America and the Western Membership Fallacy

One of the perceptions of the US is that it is a “Western” country. Yet, while many claim this, they also claim in the same breath that Latin America and Africa are not. What makes them different? A country like Mexico, for example, was former European colony like the US, speaks a European language like the US, and was created on Enlightenment principles into an elected government. Another example, more similar example would be South Africa, which, like the US, was a former British colony, speaks English, and has an elected government. What the hell, USA?

However, there are some key differences between the US, Latin America, and Africa. Unlike the US, many Latin American and African countries have retained some memory of their indigenous traditions. It is not uncommon to see references to the Inca in Peru, for example. Also, a large majority of politicians in said countries are mixed or indigenous themselves, such as the numerous non-White Hispanic politicians in Latin America or the numerous Black politicians in Africa. In fact, while the US struggles with its first Black president and is unable to elect a single female president to date, the “third world” has had numerous people of color and female politicians serve in parliaments and as heads of government.

It is clear that the US is no different in terms of development or history than its so-called “third world” cousins. The only difference is its remarkable success economically and politically as a world power. The real question to be asked is: what drives the difference between the US and other former colonies? One commonly proposed answer is laissez-faire capitalism, which in reality, is a paradoxical form of financial regulation that defends property while reducing protections for labor. Despite its prevalence in corporate media, this answer has several historical contradictions. The leading economist in the American tradition was Alexander Hamiliton, who clearly favored protection of American industry, what is known by economists as the “infant industry” argument. Even a century later, Abraham Lincoln, a conservative, argued, “Give us a protective tariff, and we will have the greatest nation on earth.” When foreign governments attempted to do the same, the US cracked down on them with CIA-based regime changes, such as the assassination of Salvador Allende in Chile, overthrow of Mohammed Mossadegh in Iran, and elimination of Patrice Lumumba in Zaire. The modern condition of the developing world is in large part the history of US-backed state terrorism. American authoritarians may claim that as the US is the sole heir to the Enlightenment principles, ergo, it deserves to imperialize other “uncivilized” societies. Yet, this is a perversion of the Enlightenment philosophy. Enlightenment philosophers clearly stated that classical liberal values are not the sole property of one country or group of people but of human beings as a whole.

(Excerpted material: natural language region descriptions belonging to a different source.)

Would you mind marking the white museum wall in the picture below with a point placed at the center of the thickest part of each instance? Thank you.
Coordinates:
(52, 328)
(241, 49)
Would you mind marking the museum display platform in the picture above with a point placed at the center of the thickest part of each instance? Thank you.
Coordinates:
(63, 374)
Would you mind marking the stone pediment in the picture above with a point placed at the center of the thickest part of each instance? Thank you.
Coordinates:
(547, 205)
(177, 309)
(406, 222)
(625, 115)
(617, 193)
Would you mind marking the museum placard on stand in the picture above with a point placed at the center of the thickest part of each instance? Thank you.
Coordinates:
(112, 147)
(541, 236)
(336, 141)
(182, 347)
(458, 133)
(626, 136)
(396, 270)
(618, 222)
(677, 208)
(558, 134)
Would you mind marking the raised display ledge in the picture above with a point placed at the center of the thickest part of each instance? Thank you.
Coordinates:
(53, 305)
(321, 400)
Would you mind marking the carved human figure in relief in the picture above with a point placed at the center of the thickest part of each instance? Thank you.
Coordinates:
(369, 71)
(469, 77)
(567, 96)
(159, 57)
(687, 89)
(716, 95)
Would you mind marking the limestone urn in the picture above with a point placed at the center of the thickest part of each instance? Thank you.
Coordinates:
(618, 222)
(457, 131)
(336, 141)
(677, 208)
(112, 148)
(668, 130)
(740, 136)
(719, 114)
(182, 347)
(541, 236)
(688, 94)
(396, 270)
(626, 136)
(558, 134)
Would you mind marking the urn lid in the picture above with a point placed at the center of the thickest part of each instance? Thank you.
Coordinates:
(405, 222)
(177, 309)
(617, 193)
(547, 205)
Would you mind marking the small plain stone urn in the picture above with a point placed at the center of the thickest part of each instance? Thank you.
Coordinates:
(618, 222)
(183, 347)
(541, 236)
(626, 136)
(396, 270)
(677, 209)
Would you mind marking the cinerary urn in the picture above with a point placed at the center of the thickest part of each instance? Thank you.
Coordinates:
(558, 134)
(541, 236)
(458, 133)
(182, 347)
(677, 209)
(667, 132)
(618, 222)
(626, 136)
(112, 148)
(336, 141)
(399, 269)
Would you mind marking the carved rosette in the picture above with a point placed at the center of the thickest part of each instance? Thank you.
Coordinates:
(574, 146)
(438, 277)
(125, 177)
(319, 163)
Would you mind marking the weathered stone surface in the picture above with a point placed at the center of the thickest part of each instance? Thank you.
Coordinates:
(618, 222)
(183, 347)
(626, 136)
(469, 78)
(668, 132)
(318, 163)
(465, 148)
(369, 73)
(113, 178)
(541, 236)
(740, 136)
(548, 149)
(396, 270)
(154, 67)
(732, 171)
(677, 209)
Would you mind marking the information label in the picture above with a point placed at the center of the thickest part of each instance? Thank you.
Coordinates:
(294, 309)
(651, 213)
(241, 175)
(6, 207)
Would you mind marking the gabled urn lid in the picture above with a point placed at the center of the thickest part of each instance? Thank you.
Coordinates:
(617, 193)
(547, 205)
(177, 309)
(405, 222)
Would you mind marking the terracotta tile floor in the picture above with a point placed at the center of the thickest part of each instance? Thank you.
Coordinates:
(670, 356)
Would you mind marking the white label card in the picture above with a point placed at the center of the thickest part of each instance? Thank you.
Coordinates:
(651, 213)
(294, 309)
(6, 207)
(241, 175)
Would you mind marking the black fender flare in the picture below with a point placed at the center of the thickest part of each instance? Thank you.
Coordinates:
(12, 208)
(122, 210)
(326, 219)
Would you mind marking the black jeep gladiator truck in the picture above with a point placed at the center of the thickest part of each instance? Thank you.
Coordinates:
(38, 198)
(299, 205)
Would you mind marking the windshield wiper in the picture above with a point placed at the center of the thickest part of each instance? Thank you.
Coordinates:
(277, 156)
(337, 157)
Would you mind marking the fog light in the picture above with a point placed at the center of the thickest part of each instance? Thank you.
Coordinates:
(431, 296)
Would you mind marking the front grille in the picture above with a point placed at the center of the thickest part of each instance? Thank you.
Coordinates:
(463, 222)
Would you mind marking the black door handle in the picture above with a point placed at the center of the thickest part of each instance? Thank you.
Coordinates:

The US should acknowledge its history as a multinational state. There is no need to copy the Old World. While there have been significant developments in the West, there is still much to be done. As long as the US continues to hold on to its false sense of membership in the West, it will continue to be beholden to the past, one which is better not repeated. As American politicians like to say, the US is the leader of the world, so it could be if it acknowledged how radically unique and important it is as an exemplar.